TAR Campania, sez di Salerno, sentenza n. 1762 del 30 ottobre 2025
L’affidamento del partecipante ad una gara pubblica è legittimo quando sia stata pronunciata l’aggiudicazione definitiva, cui non abbia poi fatto seguito la stipula del contratto, ed ancorché ciò sia avvenuto nel legittimo esercizio dei poteri della stazione appaltante.
L’aggiudicazione è dunque considerato il punto di emersione dell’affidamento ragionevole, tutelabile pertanto con il rimedio della responsabilità precontrattuale.
Di contro, deve negarsi la stessa portata potenzialmente “affidante” all’aggiudicazione provvisoria, in quanto atto endoprocedimentale ad effetti ancora instabili e del tutto interinali, che si inserisce nell’ambito della scelta del contraente come momento necessario ma non decisivo (T.A.R. Palermo, sez. III, 14/04/2023, n.1235).

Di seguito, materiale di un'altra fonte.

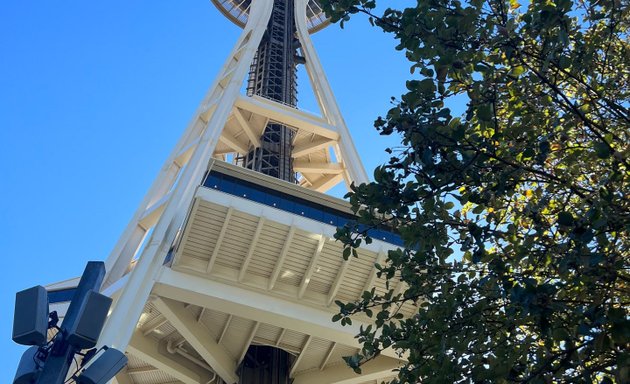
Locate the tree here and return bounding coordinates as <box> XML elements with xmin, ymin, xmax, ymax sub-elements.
<box><xmin>321</xmin><ymin>0</ymin><xmax>629</xmax><ymax>382</ymax></box>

La proposta di aggiudicazione è, dunque, un mero atto provvisorio ad effetti non stabilizzati, inidoneo a determinare un affidamento qualificato in capo all’aggiudicatario provvisorio (T.A.R. Napoli, sez. I, 03/02/2022, n.778).
Trattasi di un atto endoprocedimentale, che rileva ai fini dello sviluppo dell’iter procedimentale, ma non esprime la determinazione finale dell’amministrazione, fino alla cui adozione restano sconosciuti tanto l’esito del procedimento, quanto la possibilità che esso conduca ad un provvedimento lesivo.
Perciò solo, è insuscettibile di autonoma impugnazione e può essere contestato soltanto unitamente al provvedimento finale conseguentemente adottato; che, nello specifico contesto delle gare pubbliche, l’atto di aggiudicazione definitiva presenta una sua autonomia decisoria che lo rende l’unico atto della serie procedimentale dotato di specifica portata lesiva (T.A.R. Salerno, sez. I, n. 1051 del 6 giugno 2025; n. 316 del 30 gennaio 2024; T.A.R. Campania, Napoli, sezione V, 09 dicembre 2021, n. 7912; Cons. Stato, sezione V, 6 maggio 2015, n. 2274).
In questo delineato scenario ricostruttivo si staglia un diverso modo di atteggiarsi della revoca di una proposta di aggiudicazione, improntata a regole di disciplina meno rigorose.
La giurisprudenza assume, infatti, che la revoca o l’annullamento d’ufficio della gara intervenuti prima del formale provvedimento di aggiudicazione sono propriamente qualificabili non come atti di esercizio del potere di autotutela (ai sensi degli artt. 21-quinquies e 21-nonies della legge n. 241/1990), ma come semplici atti di ritiro che non richiedono il raffronto tra l’interesse pubblico e quello privato sacrificato (T.A.R. Napoli, sez. III, 24/10/2024, n.5632, Consiglio di Stato, sez. VII, 19/12/2024, n.10220).
L’aggiudicatario provvisorio vanta solo un’aspettativa non qualificata o di mero fatto alla conclusione del procedimento; per cui, in assenza di una aspettativa qualificata, la P.A. non è tenuta a preavvertire l’aggiudicatario della volontà di dare seguito al procedimento in modo coerente con la precedente aggiudicazione provvisoria (T.A.R. Roma, sez. II, 03/07/2023, n.11161).
E lo stesso indennizzo ex art. 21-quinquies della legge n. 241 del 1990 non spetta in caso di revoca di atti ad effetti instabili od interinali (quale è l’aggiudicazione provvisoria), ma solamente in caso di revoca di atti definitivamente attributivi di vantaggi, e dunque ad effetti durevoli (id est, aggiudicazione definitiva). Infatti, laddove la misura revisionale incida attraverso la rimozione di atti amministrativi generali (quali sono gli atti indittivi di procedure evidenziali), non sussistono – prima della conclusione, con il provvedimento di aggiudicazione definitiva, del procedimento – posizioni di affidamento qualificato, meritevoli di tutela compensativa indennitaria (T.A.R. Bari, sez. I, 24/09/2024, n.1000).